To anyone familiar with machine learning, the above definition would sound like the one of Reinforcement Learning. Indeed, Artificial Intelligence: A Modern Approach does primarily deal with Reinforcement Learning as a case study of agents. This form of learning uses continuous interaction with the environment to improve the performance of the actions. The other two branches of machine learning are a bit difficult to fit into this defintion.
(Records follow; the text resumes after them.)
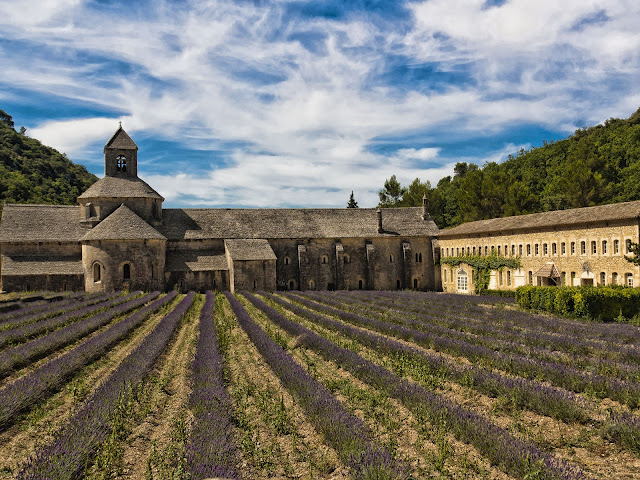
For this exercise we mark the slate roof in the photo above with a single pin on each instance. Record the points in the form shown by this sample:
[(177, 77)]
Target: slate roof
[(547, 220), (293, 223), (123, 224), (249, 249), (195, 261), (40, 223), (18, 265), (120, 187), (121, 140)]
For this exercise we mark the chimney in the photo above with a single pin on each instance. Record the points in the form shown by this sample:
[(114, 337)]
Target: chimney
[(425, 214)]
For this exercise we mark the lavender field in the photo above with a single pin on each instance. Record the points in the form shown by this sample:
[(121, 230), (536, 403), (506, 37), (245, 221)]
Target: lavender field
[(313, 385)]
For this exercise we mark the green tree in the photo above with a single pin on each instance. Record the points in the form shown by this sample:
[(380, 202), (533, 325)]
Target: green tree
[(352, 201), (391, 194)]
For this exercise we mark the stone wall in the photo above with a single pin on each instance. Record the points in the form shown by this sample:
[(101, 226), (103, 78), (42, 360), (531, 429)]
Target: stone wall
[(145, 258), (561, 246)]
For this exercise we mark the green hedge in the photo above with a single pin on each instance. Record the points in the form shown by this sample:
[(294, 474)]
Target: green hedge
[(598, 303)]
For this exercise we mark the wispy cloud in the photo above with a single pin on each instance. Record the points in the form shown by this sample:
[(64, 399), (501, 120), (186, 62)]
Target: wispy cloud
[(289, 97)]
In fact the authors of Artificial Intelligence: A Modern Approach postulate that "a purely unsupervised learning agent cannot learn what to do, because it has no information as to what constitutes a correct action or a desirable state". Some interpretations of supervised learning can fall under the umbrella of learning agents, where the critic module is the labels of the data and the objective function is the loss minimisation. Still, under supervised learning, an agent would only up to point (the training phase) and after that it becomes frozen - it cannot acquire any knowledge by interacting with its environment. Some forms of supervised learning do not even engage in such an observe, decide, act cylce as an agent would need, but serve more as statistical tools to divide data in classes. For example, nearest neighbour search or linear regression. Both of these algorithms should instead constitute the model of an agent, which is given to it as prior information and (usually) doesn't change.
The key takeaway is that NOT ALL Machine Learning necessarily leads to intelligence (under the definition provided above). The necessary condition is the ORCA cycle of interaction with the environment with the purpose of acheiving some goal. Indeed, many agents do contain some form of machine learning model within them. For example, chess solvers have a NNUE which evaluates the boards. However this model is not the intelligence, nor does it provide learning capabilities. It is just the agent's fixed understanding of the world.